Elie Wiesel teaches us that we must speak about unspeakable deeds, so that they will be neither forgotten nor repeated. Most of all, he offers personal witness to all humanity that in the face of the most horrific oppression, there is always hope that the goodness of the human spirit will prevail.
That is the larger meaning of why we gather here today. We’re here to reflect on the magnitude of the occasion, how totalitarian evil claimed millions of precious lives. But just as important, the member nations attending today are affirming their rejection of such evil and making a statement of hope for a more civilized future, a hope that “never again” will the world look the other way in the face of such evil.

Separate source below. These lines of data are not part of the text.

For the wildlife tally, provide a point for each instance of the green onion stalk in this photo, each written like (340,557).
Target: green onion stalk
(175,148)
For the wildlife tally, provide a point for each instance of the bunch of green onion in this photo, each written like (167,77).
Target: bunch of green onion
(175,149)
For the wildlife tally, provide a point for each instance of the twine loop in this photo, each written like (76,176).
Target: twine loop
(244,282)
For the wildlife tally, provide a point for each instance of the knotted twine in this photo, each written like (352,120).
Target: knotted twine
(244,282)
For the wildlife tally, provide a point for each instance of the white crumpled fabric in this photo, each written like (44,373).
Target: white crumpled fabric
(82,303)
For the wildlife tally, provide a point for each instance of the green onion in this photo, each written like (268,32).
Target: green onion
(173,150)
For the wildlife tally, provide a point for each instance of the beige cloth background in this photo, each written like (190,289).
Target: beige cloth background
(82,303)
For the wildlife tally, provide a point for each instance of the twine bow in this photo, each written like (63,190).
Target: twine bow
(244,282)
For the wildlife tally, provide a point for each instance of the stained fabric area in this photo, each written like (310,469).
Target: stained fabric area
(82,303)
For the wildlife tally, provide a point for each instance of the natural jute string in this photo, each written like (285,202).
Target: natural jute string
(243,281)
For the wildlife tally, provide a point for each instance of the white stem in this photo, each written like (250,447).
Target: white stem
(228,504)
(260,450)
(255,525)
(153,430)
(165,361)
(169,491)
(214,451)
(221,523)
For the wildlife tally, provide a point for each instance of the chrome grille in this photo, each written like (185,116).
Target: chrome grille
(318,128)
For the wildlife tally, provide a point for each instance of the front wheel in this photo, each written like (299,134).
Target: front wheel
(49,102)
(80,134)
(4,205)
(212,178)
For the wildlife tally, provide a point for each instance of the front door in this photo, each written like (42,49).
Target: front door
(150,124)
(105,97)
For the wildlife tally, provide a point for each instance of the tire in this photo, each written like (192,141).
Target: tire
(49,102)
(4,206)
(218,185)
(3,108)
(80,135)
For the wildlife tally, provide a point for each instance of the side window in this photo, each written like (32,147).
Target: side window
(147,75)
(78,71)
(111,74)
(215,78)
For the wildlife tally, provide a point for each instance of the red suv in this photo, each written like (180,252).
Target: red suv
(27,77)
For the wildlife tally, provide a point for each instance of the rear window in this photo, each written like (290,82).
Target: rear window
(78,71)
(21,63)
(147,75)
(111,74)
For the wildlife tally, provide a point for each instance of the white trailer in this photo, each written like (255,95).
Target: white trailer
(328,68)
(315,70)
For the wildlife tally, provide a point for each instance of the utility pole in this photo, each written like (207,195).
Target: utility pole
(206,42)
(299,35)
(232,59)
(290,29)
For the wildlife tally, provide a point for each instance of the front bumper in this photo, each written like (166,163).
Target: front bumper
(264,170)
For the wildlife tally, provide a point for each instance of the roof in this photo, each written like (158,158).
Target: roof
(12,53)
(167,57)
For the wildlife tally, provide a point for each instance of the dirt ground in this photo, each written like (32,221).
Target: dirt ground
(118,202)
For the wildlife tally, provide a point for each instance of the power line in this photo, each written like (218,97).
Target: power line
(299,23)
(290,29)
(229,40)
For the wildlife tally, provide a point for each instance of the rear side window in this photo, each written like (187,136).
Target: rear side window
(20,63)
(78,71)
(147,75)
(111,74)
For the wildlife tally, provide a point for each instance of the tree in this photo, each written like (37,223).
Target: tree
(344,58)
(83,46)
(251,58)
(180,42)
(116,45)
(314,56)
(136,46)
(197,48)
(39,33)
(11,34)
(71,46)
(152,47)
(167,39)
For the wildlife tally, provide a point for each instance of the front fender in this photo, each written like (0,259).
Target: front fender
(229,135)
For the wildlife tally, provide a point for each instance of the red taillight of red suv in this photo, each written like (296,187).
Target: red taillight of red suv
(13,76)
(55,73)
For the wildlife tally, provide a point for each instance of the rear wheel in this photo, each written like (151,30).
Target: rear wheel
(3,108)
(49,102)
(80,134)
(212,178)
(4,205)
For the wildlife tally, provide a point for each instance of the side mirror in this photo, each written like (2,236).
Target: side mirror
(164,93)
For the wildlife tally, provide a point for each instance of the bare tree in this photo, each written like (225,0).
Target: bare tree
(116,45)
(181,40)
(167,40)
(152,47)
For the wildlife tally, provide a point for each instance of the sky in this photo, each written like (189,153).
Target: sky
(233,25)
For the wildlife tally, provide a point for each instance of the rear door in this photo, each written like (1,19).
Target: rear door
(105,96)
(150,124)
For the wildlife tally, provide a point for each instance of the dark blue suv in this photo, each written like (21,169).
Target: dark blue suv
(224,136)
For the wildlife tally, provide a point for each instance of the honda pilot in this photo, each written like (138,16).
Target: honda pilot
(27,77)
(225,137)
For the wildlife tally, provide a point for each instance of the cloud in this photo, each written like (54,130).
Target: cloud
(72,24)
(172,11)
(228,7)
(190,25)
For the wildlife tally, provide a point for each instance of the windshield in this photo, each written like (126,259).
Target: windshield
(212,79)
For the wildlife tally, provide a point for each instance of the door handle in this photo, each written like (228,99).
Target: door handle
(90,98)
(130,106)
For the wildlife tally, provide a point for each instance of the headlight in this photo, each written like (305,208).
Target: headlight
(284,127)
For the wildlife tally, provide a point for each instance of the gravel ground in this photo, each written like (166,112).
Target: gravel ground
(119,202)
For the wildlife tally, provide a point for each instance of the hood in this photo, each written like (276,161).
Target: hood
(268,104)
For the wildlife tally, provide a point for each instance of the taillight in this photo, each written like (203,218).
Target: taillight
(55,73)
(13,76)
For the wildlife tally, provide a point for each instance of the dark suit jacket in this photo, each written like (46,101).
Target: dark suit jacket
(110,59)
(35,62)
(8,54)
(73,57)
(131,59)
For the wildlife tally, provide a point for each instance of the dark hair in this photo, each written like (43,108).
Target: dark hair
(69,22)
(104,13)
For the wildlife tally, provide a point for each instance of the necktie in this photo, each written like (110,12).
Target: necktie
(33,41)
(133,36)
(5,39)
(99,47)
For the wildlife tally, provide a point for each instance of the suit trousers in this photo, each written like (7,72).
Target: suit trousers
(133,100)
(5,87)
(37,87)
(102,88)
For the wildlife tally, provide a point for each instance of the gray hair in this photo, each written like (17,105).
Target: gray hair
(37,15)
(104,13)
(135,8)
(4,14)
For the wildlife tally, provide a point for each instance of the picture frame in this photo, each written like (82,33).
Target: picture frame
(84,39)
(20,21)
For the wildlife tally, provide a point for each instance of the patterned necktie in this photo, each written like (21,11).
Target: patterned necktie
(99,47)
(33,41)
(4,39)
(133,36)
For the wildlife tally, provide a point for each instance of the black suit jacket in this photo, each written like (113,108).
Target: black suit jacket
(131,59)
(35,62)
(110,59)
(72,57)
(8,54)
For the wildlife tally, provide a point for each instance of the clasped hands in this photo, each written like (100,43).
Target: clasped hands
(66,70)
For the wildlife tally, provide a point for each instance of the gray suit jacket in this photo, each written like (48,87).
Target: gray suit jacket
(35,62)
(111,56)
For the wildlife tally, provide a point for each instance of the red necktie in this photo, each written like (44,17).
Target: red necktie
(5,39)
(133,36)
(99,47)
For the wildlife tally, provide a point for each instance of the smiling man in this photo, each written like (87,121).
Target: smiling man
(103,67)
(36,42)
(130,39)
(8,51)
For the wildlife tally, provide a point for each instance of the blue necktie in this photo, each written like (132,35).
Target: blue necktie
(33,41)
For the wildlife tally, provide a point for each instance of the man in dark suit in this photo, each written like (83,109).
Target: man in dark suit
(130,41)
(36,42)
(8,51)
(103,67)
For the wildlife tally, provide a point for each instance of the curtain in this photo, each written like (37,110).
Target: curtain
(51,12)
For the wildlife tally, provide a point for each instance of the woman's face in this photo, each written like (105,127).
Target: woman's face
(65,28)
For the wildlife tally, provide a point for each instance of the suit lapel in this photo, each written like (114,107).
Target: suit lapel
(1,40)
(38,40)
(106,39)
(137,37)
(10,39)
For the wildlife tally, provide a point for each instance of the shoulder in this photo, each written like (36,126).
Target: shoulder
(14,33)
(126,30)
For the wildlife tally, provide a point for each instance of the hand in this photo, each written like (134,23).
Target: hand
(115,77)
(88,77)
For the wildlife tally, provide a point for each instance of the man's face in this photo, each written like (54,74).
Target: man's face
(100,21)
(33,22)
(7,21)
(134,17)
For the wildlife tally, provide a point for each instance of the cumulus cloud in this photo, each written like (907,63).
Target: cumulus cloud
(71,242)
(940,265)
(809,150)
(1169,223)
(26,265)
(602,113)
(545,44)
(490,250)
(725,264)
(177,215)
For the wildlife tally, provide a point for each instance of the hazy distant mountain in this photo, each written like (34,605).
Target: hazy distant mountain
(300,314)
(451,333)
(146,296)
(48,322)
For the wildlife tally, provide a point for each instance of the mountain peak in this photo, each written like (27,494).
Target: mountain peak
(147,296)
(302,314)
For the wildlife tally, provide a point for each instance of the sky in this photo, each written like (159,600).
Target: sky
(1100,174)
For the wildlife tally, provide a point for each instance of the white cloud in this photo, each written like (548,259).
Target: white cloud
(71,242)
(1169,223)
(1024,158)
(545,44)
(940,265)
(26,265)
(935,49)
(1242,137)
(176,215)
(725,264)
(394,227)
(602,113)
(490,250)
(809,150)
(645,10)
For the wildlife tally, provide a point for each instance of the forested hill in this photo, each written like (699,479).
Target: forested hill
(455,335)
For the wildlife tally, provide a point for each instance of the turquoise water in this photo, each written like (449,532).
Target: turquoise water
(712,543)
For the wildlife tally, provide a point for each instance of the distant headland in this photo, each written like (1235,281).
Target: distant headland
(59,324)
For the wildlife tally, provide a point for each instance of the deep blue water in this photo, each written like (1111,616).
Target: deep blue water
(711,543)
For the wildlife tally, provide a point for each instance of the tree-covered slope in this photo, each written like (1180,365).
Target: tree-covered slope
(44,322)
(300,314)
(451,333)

For if there is one thing the world has learned, it is that peaceful nations cannot close their eyes or sit idly by in the face of genocide. It took a war, the most terrible war in history, to end the horrors that we remember today. It was a war that Winston Churchill called “The Unnecessary War” because he believed that a firm and concerted policy by the peaceful nations of the world could have stopped Hitler early on. But it was a war that became necessary to save the world from what he correctly called “the abyss of a new dark age, made more sinister … by the lights of a perverted science.”
This truth we also know: that war, even a just and noble war, is horrible for everyone it touches. War is not something Americans seek, nor something we will ever grow to like. Throughout our history, we have waged it reluctantly, but we have pursued it as a duty when it was necessary.
America may need more of this sort of remembrance, along with restoration of the WWII alliance, to win the global war on terror.